By Kiley Russel, Bay City News Service
A man accused of illegally repairing a levee and damaging sensitive aquatic habitat in the Suisun Marsh is facing a $2.8 million fine following a California appeals court decision last month.
John Sweeney, who ran a kiteboarding club on Point Buckler Island in Solano County after buying it in 2011, must also abide by a cleanup and abatement order that requires him to restore the marshlands and tidal channels damaged during the levee work.
The 39-acre island in Grizzly Bay had previously been used by duck hunters and was surrounded by a levee that had fallen into disrepair, according to documents filed in California’s First District Court of Appeal in San Francisco.

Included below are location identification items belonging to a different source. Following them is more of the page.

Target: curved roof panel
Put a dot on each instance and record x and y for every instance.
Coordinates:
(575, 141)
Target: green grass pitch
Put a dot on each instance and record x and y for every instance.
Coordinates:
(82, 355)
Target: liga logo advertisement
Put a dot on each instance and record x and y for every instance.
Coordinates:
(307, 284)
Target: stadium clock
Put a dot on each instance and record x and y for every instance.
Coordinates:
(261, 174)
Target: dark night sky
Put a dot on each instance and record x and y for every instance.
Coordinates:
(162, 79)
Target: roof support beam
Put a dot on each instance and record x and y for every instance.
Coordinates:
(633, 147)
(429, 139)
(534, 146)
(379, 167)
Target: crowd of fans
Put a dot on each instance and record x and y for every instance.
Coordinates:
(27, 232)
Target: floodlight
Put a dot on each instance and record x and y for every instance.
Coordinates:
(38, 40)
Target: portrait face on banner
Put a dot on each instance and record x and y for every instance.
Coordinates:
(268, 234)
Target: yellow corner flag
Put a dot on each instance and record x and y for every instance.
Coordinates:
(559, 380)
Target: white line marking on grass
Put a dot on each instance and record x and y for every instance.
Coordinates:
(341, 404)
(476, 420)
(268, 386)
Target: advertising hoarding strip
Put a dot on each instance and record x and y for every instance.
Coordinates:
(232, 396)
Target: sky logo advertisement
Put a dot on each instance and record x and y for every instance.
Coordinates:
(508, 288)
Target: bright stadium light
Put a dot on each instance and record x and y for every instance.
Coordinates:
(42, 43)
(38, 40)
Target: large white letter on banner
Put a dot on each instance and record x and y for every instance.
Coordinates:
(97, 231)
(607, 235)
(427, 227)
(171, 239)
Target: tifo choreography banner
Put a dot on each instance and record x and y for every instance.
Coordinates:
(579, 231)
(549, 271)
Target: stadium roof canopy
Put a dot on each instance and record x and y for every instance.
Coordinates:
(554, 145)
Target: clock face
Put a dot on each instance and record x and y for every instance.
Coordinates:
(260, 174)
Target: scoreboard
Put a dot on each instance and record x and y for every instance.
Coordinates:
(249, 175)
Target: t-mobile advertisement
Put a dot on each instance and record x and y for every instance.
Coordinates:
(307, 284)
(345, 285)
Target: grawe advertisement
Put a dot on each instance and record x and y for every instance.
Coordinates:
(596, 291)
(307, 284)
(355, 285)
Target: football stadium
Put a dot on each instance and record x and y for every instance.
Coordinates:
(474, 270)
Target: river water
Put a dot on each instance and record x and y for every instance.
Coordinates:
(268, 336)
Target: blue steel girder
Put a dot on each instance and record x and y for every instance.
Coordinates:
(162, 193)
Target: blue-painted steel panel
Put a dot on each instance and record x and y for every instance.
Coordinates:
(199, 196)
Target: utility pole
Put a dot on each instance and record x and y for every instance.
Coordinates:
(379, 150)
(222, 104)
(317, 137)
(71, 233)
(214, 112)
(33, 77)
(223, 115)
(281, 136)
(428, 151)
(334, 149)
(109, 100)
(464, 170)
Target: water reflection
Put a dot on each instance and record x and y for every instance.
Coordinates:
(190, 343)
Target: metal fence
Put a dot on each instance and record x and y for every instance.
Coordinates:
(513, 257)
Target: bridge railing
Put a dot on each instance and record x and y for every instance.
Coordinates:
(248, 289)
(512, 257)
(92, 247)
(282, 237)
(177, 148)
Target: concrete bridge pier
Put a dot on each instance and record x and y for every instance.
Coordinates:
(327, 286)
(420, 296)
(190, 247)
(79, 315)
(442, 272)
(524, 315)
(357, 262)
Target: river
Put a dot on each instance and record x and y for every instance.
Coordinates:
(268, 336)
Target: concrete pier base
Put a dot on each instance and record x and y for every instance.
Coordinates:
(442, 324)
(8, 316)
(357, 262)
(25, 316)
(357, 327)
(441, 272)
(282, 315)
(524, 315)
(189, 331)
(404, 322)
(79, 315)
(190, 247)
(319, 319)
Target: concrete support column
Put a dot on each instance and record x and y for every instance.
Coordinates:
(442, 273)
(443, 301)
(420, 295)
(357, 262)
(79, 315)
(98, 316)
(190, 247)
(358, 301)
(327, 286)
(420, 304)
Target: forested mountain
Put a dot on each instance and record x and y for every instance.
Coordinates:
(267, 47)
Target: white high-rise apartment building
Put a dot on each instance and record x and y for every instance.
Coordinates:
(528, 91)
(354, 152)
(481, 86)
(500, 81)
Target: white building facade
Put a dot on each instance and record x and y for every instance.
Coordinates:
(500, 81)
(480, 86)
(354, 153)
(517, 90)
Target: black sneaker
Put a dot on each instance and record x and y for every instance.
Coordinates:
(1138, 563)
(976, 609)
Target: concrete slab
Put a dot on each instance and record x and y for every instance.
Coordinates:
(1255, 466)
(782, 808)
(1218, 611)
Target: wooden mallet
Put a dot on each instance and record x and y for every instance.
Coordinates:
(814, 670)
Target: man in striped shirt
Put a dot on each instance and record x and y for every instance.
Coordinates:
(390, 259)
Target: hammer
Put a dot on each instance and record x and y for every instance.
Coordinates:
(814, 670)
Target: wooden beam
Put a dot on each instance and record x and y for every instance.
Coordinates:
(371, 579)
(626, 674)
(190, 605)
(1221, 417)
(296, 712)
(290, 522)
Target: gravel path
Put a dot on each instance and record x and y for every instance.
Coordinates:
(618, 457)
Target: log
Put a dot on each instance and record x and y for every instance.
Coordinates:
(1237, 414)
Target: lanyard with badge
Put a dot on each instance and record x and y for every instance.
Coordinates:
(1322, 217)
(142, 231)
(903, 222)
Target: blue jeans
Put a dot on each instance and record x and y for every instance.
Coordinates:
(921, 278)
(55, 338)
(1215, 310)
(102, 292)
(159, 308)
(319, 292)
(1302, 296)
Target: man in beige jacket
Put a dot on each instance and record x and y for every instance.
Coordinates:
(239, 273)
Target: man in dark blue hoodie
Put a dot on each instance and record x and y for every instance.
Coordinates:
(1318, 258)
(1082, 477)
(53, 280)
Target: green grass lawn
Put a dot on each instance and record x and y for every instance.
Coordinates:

Sweeney wanted to build the earthen berms back up in order to once again promote duck hunting on the island.
Because the levee no longer held back the waters of Grizzly Bay, the island “had long reverted to a tidal marsh due to neglect, abandonment, or the forces of nature,” so any work on the levee would have required authorization from the San Francisco Bay Regional Water Quality Control Board and the San Francisco Bay Conservation and Development Commission, according to a court filing.
Both agencies issued multiple violations for the levee work and subsequent environmental damage, including the Water Board’s $2.8 million fine and BCDC’s $752,000 fine, both issued in 2016.
Sweeney successfully challenged the agencies’ actions in Solano County Superior Court.
In ruling on behalf of the agencies last month, however, state appeals court Justice Peter Siggins reversed that decision stating, in part, that the island is “critical habitat for Delta smelt and Chinook salmon, and the drainage and diking of the site risked reductions in food and precluded access to tidal channels for foraging.”
Water Board officials said Siggins’ ruling is a major victory for Suisun Marsh, the largest contiguous, brackish marsh on the west coast of North America, and could further strengthen wetlands protections across the state.
“This is an enforcement case with the most positive impact to wetlands we’ve seen in a long, long time, and it stems from the most egregious violation involving a wetland impact we’ve seen in decades,” said Xavier Fernandez, planning division chief with the San Francisco Bay Water Board.
Larry Bazel, Sweeney’s lawyer, said they plan to ask the California Supreme Court to review the appeals court decision.
“John Sweeney is being penalized because the previous owners of the duck club did not repair the levee quickly enough. After some unspecified time, according to the (Water Board), a duck club is no longer a duck club and the owner is prohibited from repairing the levee, even when (as in this case) the land has been a duck club since the 1920s,” Bazel said in an email.
“Point Buckler Club is being penalized for no good reason at all, since it did not participate in the levee repair,” Bazel said.
Neither Sweeney nor the club can afford the fines or the repair work ordered by the Water Board, he said.